In their Los Angeles Times op-ed, "Lessons for L.A. from 1992," Liberty Hill Foundation President and Chief Executive Officer Kafi Blumenfield and Director of USC's Program for Environmental and Regional Equity Manuel Pastor address the ongoing work of relationship-building across the city's boundaries and differences that allows grassroots leaders to build successful reform efforts.
In "20 Years After the L.A. Riots--More Hope in South L.A. Despite Economic Realities," Community Coalition President and Chief Executive Officer Marqueece Harris-Dawson discusses the evolution of community organizations, churches, advocacy groups and citizen bodies working across racial lines and creating vehicles for residents to engage in community change. More resources from Community Coalition are available here.
In "American Toxicity: Twenty Years After the 1992 Los Angeles 'Riots,'” Darnell Hunt contends that the while “the racial elements were indeed quite real, they were more akin to symptoms than causes.” Hunt outlines how this turbulent period was indicative of a fractured socio-political atmosphere in American society.
The Los Angeles Metro Area on the American Human Development Index reveals wide variations in quality of life factors within the metro region. For example, a resident of the Newport Beach–Laguna Hills area can expect to live 15 years longer and is 15 times more likely to have a bachelor’s degree than a resident of Watts in Los Angeles.
In Celebrating the Legacy, Embracing the Future, the Second Baptist Church examines its role as an agent of social justice in one of the most under-resourced neighborhoods in Los Angeles. Consideration is paid to the changing demographics in the region--from a predominantly African-American population to a diverse Latino and African-American community.

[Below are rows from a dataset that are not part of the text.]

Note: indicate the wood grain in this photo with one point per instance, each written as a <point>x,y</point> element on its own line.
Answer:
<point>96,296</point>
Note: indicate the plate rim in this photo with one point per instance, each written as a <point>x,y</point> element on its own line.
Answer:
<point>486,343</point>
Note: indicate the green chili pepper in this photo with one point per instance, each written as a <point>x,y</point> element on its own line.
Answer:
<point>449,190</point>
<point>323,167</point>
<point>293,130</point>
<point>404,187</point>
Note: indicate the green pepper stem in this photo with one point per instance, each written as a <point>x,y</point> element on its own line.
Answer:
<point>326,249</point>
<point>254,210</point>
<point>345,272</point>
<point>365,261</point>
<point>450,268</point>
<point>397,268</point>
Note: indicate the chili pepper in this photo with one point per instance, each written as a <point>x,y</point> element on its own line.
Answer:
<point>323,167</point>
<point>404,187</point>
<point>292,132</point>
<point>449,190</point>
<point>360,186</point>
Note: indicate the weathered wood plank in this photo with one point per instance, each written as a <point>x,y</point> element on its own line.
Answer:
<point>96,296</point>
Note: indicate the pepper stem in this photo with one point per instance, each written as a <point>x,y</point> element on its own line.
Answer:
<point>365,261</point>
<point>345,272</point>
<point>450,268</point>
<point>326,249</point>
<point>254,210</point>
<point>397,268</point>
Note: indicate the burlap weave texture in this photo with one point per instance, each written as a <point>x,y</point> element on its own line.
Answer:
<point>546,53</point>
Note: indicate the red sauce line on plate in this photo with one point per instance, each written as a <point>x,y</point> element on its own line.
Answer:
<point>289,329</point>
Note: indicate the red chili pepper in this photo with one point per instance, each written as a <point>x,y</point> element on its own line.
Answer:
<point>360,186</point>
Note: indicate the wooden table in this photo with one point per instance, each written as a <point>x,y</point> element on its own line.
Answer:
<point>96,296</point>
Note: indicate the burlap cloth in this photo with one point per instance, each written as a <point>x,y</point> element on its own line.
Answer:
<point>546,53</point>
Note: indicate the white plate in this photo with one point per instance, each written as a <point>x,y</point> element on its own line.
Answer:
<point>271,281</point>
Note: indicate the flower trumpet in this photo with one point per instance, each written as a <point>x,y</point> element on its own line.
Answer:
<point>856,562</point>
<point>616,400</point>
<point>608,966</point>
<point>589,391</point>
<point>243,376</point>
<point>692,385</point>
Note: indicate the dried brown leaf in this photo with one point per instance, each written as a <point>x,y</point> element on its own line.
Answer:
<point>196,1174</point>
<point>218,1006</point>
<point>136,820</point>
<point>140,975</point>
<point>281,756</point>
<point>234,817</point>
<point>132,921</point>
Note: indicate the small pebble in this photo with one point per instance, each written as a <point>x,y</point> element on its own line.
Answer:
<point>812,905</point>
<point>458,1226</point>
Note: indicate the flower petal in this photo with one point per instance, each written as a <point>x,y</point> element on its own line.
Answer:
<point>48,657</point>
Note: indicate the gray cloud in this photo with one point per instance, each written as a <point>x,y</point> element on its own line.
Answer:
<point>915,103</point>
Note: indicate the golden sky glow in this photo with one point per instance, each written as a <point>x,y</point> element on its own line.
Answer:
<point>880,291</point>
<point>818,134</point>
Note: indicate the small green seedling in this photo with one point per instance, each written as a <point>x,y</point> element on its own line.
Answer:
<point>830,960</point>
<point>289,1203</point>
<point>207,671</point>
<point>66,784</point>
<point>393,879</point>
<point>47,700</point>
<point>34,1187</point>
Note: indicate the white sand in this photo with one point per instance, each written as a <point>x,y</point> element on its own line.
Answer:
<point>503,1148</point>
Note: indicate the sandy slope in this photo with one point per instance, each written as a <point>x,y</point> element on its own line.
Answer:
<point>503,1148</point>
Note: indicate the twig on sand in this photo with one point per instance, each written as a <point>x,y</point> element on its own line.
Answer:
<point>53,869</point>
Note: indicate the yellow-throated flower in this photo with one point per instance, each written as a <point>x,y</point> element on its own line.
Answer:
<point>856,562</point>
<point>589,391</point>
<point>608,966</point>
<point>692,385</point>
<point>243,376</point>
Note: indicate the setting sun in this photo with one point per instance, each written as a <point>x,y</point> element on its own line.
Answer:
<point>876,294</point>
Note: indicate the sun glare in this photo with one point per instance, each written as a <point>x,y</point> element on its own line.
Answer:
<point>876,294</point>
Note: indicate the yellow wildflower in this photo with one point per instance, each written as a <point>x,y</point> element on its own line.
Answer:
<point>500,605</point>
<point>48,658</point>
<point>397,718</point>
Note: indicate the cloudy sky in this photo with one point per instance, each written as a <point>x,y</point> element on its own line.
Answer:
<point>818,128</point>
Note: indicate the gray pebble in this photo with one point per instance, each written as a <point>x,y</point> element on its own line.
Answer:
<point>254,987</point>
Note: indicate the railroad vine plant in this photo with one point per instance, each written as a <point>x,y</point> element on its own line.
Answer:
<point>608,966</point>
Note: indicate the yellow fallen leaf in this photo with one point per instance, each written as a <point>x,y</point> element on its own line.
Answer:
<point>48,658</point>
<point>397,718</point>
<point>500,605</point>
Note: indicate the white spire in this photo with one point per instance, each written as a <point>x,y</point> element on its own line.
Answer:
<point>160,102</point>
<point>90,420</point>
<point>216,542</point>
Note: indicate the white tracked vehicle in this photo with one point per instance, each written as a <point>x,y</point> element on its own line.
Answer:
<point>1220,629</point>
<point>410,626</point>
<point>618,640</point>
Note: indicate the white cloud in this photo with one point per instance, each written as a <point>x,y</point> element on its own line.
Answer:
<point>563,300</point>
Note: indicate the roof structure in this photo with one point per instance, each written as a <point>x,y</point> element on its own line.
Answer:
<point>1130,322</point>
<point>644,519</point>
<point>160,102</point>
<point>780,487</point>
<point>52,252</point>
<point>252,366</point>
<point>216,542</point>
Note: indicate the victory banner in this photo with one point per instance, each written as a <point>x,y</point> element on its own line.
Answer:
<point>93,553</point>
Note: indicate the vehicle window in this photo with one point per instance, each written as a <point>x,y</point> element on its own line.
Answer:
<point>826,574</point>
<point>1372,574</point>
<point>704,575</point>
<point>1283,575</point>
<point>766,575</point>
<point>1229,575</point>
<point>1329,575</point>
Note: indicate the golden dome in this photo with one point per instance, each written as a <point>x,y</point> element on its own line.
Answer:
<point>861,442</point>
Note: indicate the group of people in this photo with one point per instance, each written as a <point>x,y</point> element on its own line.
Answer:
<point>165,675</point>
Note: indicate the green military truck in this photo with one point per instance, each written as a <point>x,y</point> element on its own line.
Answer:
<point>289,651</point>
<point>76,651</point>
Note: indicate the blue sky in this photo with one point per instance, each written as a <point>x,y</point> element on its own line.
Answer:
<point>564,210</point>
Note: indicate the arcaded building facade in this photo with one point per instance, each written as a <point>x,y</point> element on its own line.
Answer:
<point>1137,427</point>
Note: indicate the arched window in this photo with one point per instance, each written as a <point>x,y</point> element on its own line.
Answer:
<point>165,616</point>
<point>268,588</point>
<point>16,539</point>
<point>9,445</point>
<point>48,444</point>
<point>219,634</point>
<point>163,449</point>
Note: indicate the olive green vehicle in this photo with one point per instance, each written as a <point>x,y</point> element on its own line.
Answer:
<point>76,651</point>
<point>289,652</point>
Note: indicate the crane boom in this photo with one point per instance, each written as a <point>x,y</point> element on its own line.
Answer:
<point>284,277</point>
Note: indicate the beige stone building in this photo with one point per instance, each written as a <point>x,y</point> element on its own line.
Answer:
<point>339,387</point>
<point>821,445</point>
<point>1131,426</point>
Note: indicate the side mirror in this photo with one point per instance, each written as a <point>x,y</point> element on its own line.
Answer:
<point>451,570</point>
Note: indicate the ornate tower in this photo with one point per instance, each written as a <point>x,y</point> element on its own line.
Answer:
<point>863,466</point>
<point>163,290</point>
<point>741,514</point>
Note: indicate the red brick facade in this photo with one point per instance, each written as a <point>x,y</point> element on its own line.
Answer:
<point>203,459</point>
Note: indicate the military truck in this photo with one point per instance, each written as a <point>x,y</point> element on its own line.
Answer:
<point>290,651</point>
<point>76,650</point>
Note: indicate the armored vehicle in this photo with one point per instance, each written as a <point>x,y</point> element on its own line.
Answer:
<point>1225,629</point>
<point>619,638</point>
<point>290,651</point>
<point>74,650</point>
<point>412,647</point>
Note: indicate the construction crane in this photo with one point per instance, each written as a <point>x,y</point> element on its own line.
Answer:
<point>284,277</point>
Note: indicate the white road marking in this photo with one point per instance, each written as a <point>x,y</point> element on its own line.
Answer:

Changing Demographics of South LA, a USC Program for Environmental and Regional Equity report prepared for Community Coalition, explores the changing demographic character of South Los Angeles and illustrates the significance and diverse composition of immigrant populations in the area.
In this KCRW podcast entitled "20 Years After the Riots, Who is LA?," Manuel Pastor, Kyeyoung Park, Martha Arevalo and Cecil Murray join Warren Olney for a conversation on how America’s worst civil disturbance of the 20th Century shaped perceptions about the most diverse metropolitan center in the United States, perhaps in the world.